Performance Optimization

If you have a large list of terms that you're searching repeatedly, and you need to boost performance, can do some of the processing beforehand. For all scorers you can run full_process() on all of the choices beforehand, and then set options.full_process to false. With the token scorers you can run some of the additional processing beforehand. Exactly how depends on if using with the extract function or as standalone functions. (If running async or from stream currently would have to just use the standalone. Also, if you wanted to use an alternate tokenizer could sub them for the functions used below)

If using either "token_sort" scorer with the extract function: You can set the property "proc_sorted" of each choice object and it will use that instead of running process_and_sort() again. (Will need to make sure each choice is an object, even if just "choice = new String(choice)")

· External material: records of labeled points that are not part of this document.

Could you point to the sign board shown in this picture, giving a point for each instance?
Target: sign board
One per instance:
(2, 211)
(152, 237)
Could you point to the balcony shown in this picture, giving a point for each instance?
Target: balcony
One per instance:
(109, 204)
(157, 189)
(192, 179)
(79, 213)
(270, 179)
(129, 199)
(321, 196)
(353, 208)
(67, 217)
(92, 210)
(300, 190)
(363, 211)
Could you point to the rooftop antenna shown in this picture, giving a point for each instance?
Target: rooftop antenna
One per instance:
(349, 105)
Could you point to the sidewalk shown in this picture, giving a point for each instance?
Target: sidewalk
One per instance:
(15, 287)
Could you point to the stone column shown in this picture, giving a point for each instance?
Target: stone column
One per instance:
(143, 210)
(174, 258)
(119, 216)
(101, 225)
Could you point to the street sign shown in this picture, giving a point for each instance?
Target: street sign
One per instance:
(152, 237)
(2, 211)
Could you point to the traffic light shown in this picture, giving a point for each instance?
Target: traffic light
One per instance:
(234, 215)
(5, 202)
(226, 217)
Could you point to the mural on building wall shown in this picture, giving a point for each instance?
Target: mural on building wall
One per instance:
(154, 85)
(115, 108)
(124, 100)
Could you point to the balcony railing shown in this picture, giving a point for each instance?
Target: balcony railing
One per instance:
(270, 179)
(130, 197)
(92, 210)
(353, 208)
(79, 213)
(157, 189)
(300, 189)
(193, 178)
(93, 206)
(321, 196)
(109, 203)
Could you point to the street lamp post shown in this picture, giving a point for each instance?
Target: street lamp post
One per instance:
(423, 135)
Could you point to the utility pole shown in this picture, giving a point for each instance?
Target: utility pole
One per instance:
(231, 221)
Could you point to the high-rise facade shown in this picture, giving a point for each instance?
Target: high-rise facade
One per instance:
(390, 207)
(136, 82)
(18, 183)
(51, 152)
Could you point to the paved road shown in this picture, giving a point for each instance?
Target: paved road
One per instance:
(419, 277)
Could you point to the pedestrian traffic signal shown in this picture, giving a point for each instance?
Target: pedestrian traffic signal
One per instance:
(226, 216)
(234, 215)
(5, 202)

var query = fuzz.full_process("126-Abzx");
var choices = [{id: 345, modelnumber: "123-abc"},{id: 346, modelnumber: "efg-123"},{id: 347, modelnumber: "456 abdzx"}];
for (var c in choices) {
        choices[c].proc_sorted = fuzz.process_and_sort(fuzz.full_process(choices[c].modelnumber));
}
var options = {
        scorer: fuzz.token_sort_ratio,
        processor: function(choice) {return choice['modelnumber']}, //choice.proc_sorted will override this
        full_process: false
};
var results = fuzz.extract(query, choices, options);

If using either "token_sort" scorer as standalone functions: Set options.proc_sorted = true and process both strings beforehand.

var str1 = "Abe Lincoln";
var str2 = "Lincoln, Abe";

str1 = fuzz.process_and_sort(fuzz.full_process(str1));
str2 = fuzz.process_and_sort(fuzz.full_process(str2));
fuzz.token_sort_ratio(str1, str2, {proc_sorted: true});
        100

If using either "token_set" scorer with extract: You can set the property "tokens" of each choice object and it will use that instead of running unique_tokens() again. (Will need to make sure each choice is an object, even if just "choice = new String(choice)")

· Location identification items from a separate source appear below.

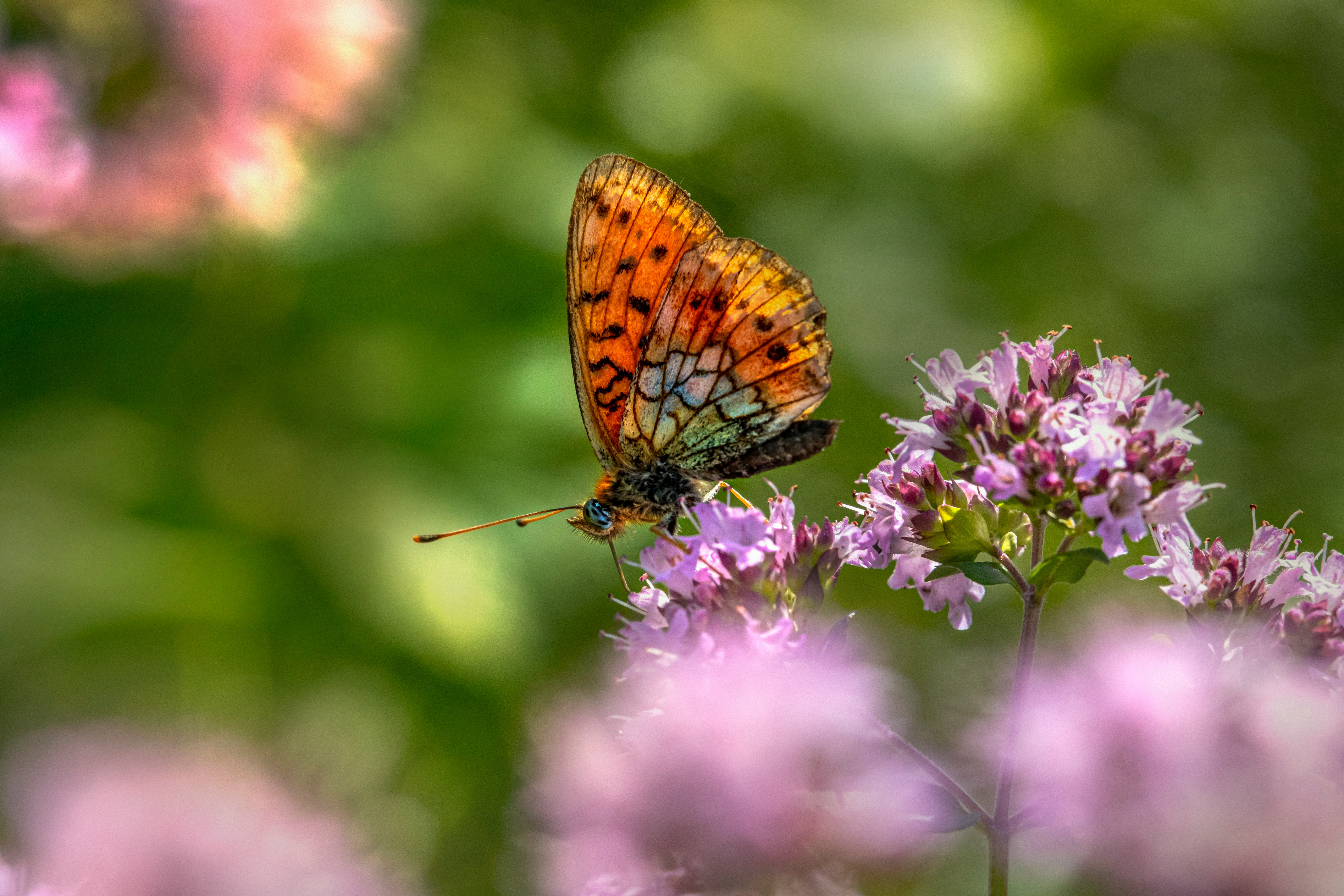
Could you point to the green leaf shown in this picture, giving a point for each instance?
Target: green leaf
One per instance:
(1065, 568)
(986, 573)
(982, 573)
(967, 531)
(943, 571)
(951, 554)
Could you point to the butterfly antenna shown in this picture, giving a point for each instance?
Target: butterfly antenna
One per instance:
(523, 519)
(612, 545)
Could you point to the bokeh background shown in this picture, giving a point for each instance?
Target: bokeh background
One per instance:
(213, 453)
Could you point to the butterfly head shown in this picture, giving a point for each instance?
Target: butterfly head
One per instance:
(599, 520)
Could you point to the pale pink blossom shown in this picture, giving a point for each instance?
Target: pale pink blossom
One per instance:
(751, 764)
(1039, 356)
(1163, 777)
(247, 84)
(1001, 479)
(1001, 371)
(44, 159)
(1120, 510)
(1097, 445)
(1167, 416)
(952, 593)
(112, 815)
(1113, 386)
(1171, 507)
(1174, 562)
(950, 378)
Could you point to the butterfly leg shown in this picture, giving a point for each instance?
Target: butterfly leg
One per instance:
(619, 570)
(664, 534)
(733, 492)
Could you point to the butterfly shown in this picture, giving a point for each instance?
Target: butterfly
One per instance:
(698, 358)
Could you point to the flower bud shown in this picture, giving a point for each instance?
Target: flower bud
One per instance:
(927, 523)
(912, 495)
(933, 483)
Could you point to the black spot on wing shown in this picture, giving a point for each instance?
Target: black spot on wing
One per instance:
(619, 374)
(612, 332)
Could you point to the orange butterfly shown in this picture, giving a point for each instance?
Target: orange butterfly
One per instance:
(697, 358)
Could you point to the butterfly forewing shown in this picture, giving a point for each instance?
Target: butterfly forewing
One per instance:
(628, 230)
(737, 354)
(721, 343)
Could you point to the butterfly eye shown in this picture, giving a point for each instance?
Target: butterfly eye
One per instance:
(597, 514)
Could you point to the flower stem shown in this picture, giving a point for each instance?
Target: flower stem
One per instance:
(1001, 833)
(936, 773)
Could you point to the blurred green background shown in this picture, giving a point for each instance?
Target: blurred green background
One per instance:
(210, 471)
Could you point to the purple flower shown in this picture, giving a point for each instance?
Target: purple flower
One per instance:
(691, 574)
(1263, 558)
(1097, 447)
(742, 535)
(44, 160)
(1120, 511)
(1113, 386)
(1039, 358)
(1175, 563)
(1001, 370)
(919, 438)
(1002, 479)
(14, 882)
(1167, 416)
(1312, 632)
(952, 592)
(733, 768)
(111, 815)
(950, 377)
(1327, 585)
(1163, 778)
(1171, 507)
(1061, 421)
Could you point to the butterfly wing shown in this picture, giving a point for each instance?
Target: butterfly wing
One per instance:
(736, 355)
(630, 230)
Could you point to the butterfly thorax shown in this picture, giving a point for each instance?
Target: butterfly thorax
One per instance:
(654, 495)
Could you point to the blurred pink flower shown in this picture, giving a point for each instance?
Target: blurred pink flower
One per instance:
(742, 762)
(250, 81)
(44, 160)
(1168, 778)
(14, 882)
(108, 815)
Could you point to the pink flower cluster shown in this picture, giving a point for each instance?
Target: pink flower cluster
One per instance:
(1237, 596)
(107, 813)
(732, 750)
(745, 576)
(714, 773)
(1165, 776)
(1093, 449)
(249, 81)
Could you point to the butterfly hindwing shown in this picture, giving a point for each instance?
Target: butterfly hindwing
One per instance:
(737, 354)
(630, 229)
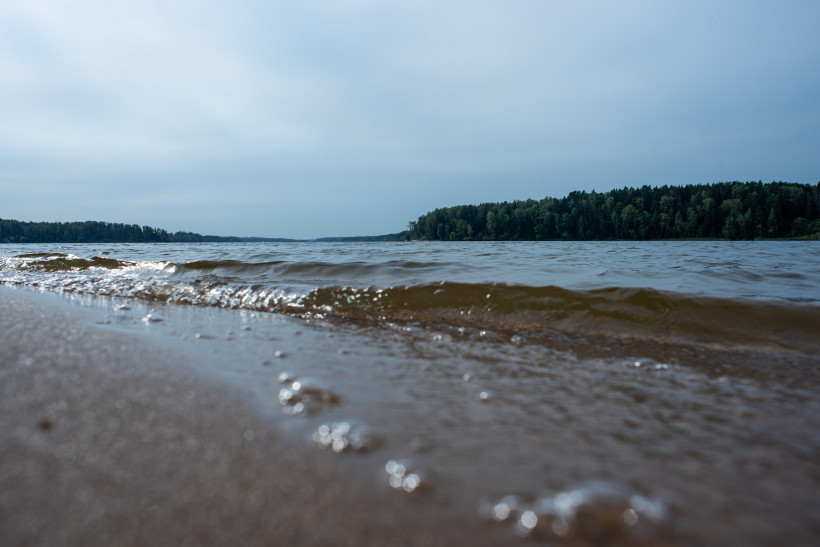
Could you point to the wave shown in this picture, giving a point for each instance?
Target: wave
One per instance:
(538, 312)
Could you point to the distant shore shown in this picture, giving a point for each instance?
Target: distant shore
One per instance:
(113, 438)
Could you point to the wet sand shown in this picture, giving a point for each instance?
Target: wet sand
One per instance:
(114, 438)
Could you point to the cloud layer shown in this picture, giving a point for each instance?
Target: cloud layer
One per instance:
(342, 118)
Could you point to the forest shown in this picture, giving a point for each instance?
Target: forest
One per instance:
(726, 210)
(14, 231)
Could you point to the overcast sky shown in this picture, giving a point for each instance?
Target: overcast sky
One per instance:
(318, 118)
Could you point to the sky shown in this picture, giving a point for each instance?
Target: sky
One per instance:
(341, 118)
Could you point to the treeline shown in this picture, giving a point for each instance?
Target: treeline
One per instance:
(15, 231)
(730, 210)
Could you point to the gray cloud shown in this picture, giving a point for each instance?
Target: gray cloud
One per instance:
(316, 118)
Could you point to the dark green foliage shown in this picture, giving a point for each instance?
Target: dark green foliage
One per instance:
(78, 232)
(730, 210)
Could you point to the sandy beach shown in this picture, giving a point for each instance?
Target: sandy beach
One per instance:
(114, 438)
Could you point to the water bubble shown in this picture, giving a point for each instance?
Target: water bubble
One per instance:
(506, 508)
(305, 394)
(286, 377)
(597, 512)
(346, 436)
(403, 475)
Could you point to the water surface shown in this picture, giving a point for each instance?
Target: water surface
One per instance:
(623, 393)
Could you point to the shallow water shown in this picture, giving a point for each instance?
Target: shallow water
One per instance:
(604, 393)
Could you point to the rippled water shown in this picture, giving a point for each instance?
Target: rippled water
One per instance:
(582, 393)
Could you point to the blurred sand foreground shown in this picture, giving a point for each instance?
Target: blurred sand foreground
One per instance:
(113, 438)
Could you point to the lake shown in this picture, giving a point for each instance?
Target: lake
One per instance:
(599, 392)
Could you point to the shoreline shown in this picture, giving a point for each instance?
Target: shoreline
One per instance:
(111, 437)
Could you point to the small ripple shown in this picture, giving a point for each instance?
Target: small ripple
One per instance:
(403, 475)
(346, 436)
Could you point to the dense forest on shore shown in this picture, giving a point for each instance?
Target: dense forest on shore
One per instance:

var query = fuzz.full_process("126-Abzx");
var choices = [{id: 345, modelnumber: "123-abc"},{id: 346, modelnumber: "efg-123"},{id: 347, modelnumber: "456 abdzx"}];
for (var c in choices) {
        choices[c].tokens = fuzz.unique_tokens(fuzz.full_process(choices[c].modelnumber));
}
var options = {
        scorer: fuzz.token_set_ratio,
        processor: function(choice) {return choice['modelnumber']}, //choice.tokens will override this
        full_process: false
};
var results = fuzz.extract(query, choices, options);

If using either "token_set" scorer as standalone functions: Tokenize both strings beforehand and attach them to options.tokens as a two element array.

var str1 = "fluffy head man";
var str2 = "heady fluffy head";

str1_tokens = fuzz.unique_tokens(fuzz.full_process(str1));
str2_tokens = fuzz.unique_tokens(fuzz.full_process(str2));

var options = {tokens: [str1_tokens, str2_tokens]};

// still have to include first two args for validation but they won't be used for scoring
fuzz.token_set_ratio(str1, str2, options);
        85

If just using the basic ratio still not fast enough.. there are some nice bk-tree packages, but don't think the set/sort algorithms satisfy all of the assumptions for using that.(?)

Alternate Ratio Calculations

If you want to use difflib's ratio function for all ratio calculations, which differs slightly from the default python-Levenshtein style behavior, you can specify options.ratio_alg = "difflib". The difflib calculation is a bit different in that it's based on matching characters rather than true minimum edit distance, but the results are usually pretty similar. Difflib uses the formula 2.0*M / T where M is the number of matches, and T is the total number of elements in both sequences. This mirrors the behavior of fuzzywuzzy when not using python-Levenshtein.

Except when using difflib, the ratios are calculated as ((str1.length + str2.length) - distance) / (str1.length + str2.length), where distance is calculated with a substitution cost of 2. This follows the behavior of python-Levenshtein, however the fuzz.distance function still uses a cost of 1 by default for all operations if just calculating distance and not a ratio.

Setting options.useCollator only works at this time if using the default algorithm.